"Son ağaç kesildiğinde, son nehir zehirlendiğinde, son balık öldüğünde, PARANIN YENMEYECEĞİNİ öğreneceksiniz…”
Yukarıdaki cümle bir Kızılderili kitabesinden alınan atasözüdür. Tahmin edeceğiniz gibi bu sayıdaki konu yine çevre ve ağaç üzerine. Dün okuduğum bir haber bana bu sözü hatırlattı. İZMİR Bergama KOZAKLI yaylasındaki orman ağaçlarının bir bölümü, maden arama, işletme ve işletmelere yol açma amacıyla kesiliyormuş. Durumu yerinde görmek üzere İzmir den 25 TEMA ( Türkiye Erozyonla Mücadele, Ağaçlandırma ve Doğal Varlıkları Koruma Vakfı ) gönüllüsü; Bergama Belediye Başkanı Mehmet Gönenç ve Yukarıbey Köyü Muhtarı İlhan Çakır konuyla ilgili olarak Yukarıbey köyünde buluşup orman katliamına dikkat çekmişler….
Türkiye’nin birçok yerindeki çok az kalan orman alanları da maalesef aynı tehdit altında. İstanbul BEYKOZ ormanları, İstinye Sırtlarında Koç Üniversitesi yapımı için kesilen ormanlar geldi bir an aklıma.

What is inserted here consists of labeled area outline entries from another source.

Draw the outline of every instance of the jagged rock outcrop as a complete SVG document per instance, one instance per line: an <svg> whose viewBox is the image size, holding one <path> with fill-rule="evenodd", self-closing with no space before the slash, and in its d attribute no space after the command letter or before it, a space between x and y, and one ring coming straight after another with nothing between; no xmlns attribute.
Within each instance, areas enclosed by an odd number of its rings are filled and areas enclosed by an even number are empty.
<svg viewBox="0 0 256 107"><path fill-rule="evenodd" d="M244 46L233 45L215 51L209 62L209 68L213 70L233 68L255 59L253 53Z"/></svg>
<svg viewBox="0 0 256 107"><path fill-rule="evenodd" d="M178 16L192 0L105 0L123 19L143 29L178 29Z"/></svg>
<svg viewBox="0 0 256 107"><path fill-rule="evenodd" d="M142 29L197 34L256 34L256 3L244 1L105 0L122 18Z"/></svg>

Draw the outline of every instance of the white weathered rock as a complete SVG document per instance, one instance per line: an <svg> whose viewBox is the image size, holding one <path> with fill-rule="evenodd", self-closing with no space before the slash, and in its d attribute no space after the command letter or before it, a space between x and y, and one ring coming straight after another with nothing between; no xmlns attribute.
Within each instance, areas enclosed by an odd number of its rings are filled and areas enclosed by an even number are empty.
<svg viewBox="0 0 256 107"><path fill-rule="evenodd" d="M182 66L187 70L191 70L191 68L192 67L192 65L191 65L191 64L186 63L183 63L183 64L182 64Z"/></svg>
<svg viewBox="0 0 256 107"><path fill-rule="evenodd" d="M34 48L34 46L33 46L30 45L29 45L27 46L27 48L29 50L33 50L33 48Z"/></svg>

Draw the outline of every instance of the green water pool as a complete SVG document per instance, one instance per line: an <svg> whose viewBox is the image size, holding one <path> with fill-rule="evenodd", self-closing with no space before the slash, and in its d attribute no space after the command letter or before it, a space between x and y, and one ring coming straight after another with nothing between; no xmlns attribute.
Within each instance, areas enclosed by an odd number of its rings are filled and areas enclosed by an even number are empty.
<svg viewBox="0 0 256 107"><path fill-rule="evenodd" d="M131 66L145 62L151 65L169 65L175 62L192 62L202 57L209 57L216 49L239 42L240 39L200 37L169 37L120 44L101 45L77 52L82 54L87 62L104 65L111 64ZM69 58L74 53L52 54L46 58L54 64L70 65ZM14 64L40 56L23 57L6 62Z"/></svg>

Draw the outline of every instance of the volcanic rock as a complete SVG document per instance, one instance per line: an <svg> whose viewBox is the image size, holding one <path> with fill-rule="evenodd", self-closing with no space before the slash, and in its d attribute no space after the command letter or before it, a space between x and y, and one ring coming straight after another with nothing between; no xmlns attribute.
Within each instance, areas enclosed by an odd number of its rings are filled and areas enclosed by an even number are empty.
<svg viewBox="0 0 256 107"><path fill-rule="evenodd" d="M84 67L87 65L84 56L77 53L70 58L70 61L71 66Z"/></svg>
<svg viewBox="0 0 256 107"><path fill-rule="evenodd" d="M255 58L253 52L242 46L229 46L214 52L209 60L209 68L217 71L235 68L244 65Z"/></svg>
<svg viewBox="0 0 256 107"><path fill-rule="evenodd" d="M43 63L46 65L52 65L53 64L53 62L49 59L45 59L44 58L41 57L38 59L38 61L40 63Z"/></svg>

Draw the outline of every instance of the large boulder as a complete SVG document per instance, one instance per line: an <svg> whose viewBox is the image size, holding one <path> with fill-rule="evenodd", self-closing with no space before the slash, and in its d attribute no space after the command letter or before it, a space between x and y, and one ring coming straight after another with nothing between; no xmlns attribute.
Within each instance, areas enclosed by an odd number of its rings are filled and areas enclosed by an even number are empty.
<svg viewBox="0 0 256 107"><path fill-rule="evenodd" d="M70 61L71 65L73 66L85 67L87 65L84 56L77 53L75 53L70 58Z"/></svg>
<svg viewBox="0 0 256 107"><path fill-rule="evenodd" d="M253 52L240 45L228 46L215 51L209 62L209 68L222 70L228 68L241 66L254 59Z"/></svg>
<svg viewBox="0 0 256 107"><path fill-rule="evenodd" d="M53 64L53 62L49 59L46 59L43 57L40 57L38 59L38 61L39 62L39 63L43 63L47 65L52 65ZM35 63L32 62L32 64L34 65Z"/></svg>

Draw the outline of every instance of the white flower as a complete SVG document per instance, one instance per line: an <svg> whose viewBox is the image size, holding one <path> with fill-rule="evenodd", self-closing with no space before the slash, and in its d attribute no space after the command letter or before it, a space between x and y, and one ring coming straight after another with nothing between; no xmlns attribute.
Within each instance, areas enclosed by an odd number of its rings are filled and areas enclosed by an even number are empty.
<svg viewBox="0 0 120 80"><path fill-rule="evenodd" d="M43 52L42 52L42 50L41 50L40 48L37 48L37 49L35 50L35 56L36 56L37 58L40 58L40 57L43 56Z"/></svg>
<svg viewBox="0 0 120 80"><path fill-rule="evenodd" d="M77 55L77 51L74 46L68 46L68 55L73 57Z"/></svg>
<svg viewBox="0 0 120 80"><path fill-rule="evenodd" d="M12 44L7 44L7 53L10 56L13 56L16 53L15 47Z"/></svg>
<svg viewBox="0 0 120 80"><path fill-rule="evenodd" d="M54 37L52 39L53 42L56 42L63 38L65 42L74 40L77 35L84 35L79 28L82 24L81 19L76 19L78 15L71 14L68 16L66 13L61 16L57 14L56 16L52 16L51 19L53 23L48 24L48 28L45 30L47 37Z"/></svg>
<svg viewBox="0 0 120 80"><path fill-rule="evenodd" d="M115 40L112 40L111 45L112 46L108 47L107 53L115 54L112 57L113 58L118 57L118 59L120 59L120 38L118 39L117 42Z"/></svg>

İkinci köprü yapıldıktan sonra Ankara yönünden ilerlerken sağ taraftaki Beykoz ormanlık alanı 20 yıl önce yemyeşildi. Şimdi yer, yer kesilen ağaçların yerine VİLLALAR dikildi… Bu orman kıyımından ve yapılaşmadan Sultanbeyli, Çekmeköy, Şile gibi ilçelerdeki ormanlarda maalesef nasibini aldı..
Var olanları yok etmek kolay. Yakın çevremizden bir örnek. ÇABA (Çayyolu Bölgesi Ağaçlandırma Derneği) tarafından dikilen ağaçlardan bir bölümü geçen yıl yandı. ???? Bu yılda mezarlık önündeki ağaçlar sökülerek yerine beton yığını bina yapılacak. Umarım bu son örnek olur… Çayyolu’na hakim tüm tepelere ağaç yerine villalar, teras evler ve çok katlı binalar dikilmeye BÜYÜK BİR İŞTAHLA devam ediliyor. Umarım ağaçsızlıktan yağışların azaldığında ellerini yüzlerini yıkayacak SU bulurlar….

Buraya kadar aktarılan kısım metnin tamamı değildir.